Thailand’s industry sentiment index increased for the 6th consecutive month in November from tourism recovery and rising economic activities but the 3-month forward-looking index declined due to concern over the global economic slowdown, the Federation of Thai Industries (FTI) said.
The index, based on a survey of 1,315 businesses from 45 industrial sectors, increased slightly to 93.5 points in November from 93.1 in October and 91.8 in September.
The FTI also warned that if the electricity price goes up in January, product prices will also go up by 5-12% while blaming the government’s mismanagement on the rising electricity bill.
“Factors that were supporting industrial sentiment were domestic demand recovery, the expansion of tourist numbers while economic activities are returning to normal which is supporting domestic consumption and spending,” said Kriengkrai Thiennukul, FTI’s chairperson.

Apart from that, the construction sector was expanding as damages from flooding are leading to higher demand for construction materials, he said.
The dissipating problem of microchip shortage was a boon for automobile and electronic sectors while lowered freight rate was also a boon for exporters.
However, manufacturers were still concerned about higher production costs from rising electricity bills, higher prices for raw materials, the increase in minimum wages and rising interest rates.
A slowdown of demands from major exporting partners due to a slowdown in the global economy, the strengthening of the Thai Baht and China’s prolonging of its Zero-Covid policy are also impacting the export sector.
The survey showed that 70.3% of the surveyed businesses were concerned about the global economic slowdown while 43.5% were concerned about the domestic political situation.
43.3% of the surveyed manufacturers said they were concerned about the rising interest rates and 42.9% of the surveyed exporters were concerned about the strengthening Baht.
On the other hand, 59.2% of the surveyed businesses said they were less concerned about oil prices and 39.4% said they were less concerned about the domestic economy.
From the concerns, the 3-month forward-looking index decreased to 97 points in November and 98.8 in October.
Other negative factors in the forward-looking index include high production costs, high energy prices, inflation’s impact on purchasing power, the prolonging of the war in Ukraine which is affecting the global economy and the fluctuation of the Thai Baht.
For recommendations, the surveyed manufacturers urged the government to:
- Maintain the electricity bill at 4.72 Baht per unit
- Provide incentives for manufacturers that look to invest in renewable energy
- Streamline the application process for solar rooftops at factories
- Introduce measures to promote soft power to encourage tourists to visit the country and buy Thai products and services
The FTI said product prices could go up by 5-12% if the government hikes the electric bill for the period of January and April as planned.
The current electricity price is already at a record high of 4.72 Baht per kilowatt hour (unit).
The government is planning to hike the FT (fuel tariff) rate for electricity bills between the billing period of January and April which could increase the price of electricity to 5.37-6.03 per unit.

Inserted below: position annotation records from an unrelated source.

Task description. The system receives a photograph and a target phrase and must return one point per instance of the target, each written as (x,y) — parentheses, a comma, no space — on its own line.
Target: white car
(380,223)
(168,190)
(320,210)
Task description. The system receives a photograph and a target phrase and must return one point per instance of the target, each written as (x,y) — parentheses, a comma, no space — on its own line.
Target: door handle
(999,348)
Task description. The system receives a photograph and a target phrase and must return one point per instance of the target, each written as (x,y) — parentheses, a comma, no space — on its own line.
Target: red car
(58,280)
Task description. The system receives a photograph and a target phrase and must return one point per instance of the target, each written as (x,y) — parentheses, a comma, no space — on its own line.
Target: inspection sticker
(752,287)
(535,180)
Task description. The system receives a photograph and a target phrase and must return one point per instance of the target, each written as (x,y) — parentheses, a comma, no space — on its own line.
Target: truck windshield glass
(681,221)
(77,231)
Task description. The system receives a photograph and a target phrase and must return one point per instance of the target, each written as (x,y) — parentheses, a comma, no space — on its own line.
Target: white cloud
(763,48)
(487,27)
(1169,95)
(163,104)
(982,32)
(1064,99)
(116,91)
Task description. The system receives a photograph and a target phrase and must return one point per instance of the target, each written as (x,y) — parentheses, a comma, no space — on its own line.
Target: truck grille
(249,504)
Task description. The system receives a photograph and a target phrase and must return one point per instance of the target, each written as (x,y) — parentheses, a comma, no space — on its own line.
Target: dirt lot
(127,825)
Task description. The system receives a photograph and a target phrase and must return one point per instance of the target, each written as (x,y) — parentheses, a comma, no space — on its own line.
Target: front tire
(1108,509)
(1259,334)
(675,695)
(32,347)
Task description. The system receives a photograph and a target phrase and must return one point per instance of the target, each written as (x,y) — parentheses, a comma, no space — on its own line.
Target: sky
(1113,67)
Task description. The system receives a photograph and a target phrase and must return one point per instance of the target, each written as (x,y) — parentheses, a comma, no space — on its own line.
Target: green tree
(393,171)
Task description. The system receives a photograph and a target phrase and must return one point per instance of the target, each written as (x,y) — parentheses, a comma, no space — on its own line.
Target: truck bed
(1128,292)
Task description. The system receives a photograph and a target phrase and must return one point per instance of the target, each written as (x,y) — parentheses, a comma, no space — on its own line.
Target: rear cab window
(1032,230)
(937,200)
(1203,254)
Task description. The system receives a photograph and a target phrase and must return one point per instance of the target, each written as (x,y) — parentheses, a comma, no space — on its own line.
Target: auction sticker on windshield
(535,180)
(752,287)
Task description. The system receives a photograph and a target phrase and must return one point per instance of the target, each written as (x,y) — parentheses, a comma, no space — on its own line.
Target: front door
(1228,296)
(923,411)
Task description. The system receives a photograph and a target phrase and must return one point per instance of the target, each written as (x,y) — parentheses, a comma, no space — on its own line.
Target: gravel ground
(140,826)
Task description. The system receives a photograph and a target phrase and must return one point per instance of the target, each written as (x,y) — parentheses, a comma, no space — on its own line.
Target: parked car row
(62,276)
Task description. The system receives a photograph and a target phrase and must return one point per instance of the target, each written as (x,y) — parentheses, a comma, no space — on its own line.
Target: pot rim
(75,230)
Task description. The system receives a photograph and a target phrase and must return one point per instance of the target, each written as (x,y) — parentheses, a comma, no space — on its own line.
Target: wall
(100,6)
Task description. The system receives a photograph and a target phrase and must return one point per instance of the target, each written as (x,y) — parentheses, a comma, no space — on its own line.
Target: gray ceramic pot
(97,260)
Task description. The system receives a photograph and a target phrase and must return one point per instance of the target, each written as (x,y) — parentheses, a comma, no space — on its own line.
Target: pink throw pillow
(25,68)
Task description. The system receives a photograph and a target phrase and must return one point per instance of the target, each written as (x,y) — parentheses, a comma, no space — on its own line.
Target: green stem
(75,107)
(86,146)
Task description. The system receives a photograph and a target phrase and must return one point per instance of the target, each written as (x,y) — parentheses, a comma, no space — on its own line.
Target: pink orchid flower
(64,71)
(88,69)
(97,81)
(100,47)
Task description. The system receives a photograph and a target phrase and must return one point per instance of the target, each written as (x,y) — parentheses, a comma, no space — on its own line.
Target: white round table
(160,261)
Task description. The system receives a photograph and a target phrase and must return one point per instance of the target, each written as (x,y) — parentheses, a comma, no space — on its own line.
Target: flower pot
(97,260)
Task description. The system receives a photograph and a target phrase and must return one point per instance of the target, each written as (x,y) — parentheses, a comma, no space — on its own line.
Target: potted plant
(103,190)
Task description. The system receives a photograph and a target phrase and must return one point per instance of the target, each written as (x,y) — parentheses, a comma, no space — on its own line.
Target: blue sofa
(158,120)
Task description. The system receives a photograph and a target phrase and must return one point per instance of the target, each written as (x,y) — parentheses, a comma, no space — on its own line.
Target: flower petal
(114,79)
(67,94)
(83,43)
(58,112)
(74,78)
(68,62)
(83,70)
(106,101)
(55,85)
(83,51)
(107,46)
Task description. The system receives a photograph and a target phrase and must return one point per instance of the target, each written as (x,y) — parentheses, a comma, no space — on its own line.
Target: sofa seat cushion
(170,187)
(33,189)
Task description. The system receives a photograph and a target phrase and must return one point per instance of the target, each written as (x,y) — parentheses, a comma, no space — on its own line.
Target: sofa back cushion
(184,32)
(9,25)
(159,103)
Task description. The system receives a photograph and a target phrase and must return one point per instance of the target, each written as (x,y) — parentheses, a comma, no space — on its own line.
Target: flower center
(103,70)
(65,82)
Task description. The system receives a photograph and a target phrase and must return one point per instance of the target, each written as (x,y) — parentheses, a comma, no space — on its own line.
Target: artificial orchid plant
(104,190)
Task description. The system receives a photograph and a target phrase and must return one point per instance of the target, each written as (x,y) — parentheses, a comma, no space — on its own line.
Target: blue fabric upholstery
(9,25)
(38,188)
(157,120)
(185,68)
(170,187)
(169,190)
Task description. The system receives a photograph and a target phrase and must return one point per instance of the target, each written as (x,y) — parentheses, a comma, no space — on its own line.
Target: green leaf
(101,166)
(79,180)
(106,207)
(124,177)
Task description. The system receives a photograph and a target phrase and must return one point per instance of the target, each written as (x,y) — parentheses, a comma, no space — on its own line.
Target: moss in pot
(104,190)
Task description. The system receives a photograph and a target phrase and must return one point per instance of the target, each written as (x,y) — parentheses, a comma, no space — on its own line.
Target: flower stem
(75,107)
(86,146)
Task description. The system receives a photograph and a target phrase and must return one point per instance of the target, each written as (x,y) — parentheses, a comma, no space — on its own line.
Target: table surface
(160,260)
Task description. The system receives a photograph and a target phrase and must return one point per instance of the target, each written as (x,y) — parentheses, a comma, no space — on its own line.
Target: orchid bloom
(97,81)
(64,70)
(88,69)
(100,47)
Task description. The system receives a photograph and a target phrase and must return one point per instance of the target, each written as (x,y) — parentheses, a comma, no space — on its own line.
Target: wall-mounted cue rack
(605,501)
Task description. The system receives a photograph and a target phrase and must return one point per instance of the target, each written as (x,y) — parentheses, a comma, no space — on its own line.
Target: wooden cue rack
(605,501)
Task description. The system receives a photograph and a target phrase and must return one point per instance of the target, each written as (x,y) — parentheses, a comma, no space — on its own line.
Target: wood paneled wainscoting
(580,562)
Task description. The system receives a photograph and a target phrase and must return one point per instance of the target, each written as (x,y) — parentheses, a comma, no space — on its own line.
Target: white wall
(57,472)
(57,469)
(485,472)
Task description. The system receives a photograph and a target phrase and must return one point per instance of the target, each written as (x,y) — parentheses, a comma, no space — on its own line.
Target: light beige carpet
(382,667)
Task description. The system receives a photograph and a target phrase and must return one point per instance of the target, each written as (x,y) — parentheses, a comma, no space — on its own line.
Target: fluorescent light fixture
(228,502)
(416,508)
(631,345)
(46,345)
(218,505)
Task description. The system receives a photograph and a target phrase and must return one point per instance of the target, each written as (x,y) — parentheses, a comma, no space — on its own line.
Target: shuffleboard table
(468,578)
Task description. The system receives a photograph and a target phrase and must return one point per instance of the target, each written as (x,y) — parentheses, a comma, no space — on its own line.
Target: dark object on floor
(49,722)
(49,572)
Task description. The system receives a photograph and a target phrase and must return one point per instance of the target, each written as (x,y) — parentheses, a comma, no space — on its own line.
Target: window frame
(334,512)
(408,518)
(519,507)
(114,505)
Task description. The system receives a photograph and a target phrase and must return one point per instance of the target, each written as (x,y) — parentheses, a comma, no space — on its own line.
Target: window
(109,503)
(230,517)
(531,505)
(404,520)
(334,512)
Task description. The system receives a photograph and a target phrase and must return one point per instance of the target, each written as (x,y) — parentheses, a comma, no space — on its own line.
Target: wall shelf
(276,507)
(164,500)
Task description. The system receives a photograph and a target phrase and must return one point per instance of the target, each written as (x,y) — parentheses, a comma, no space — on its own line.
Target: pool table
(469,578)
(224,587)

“The rising electricity bill mainly came from the mismanagement of the gas resource in the gulf of Thailand,” said Isare Rattanadilok Na Phuket, the deputy chairman of the FTI.
“The concession transition period for the Erawan gas field was too late which led to the increase in the import of LNG (Liquefied natural gas) which is currently pricy and there was no contingency plan for the problem,” he said.
The FTI also said they are expecting around 1.5 million tourists per month during the high season. They believe that the total number of tourists will increase from around 10-11 million in 2022 to 20-21 million in 2023.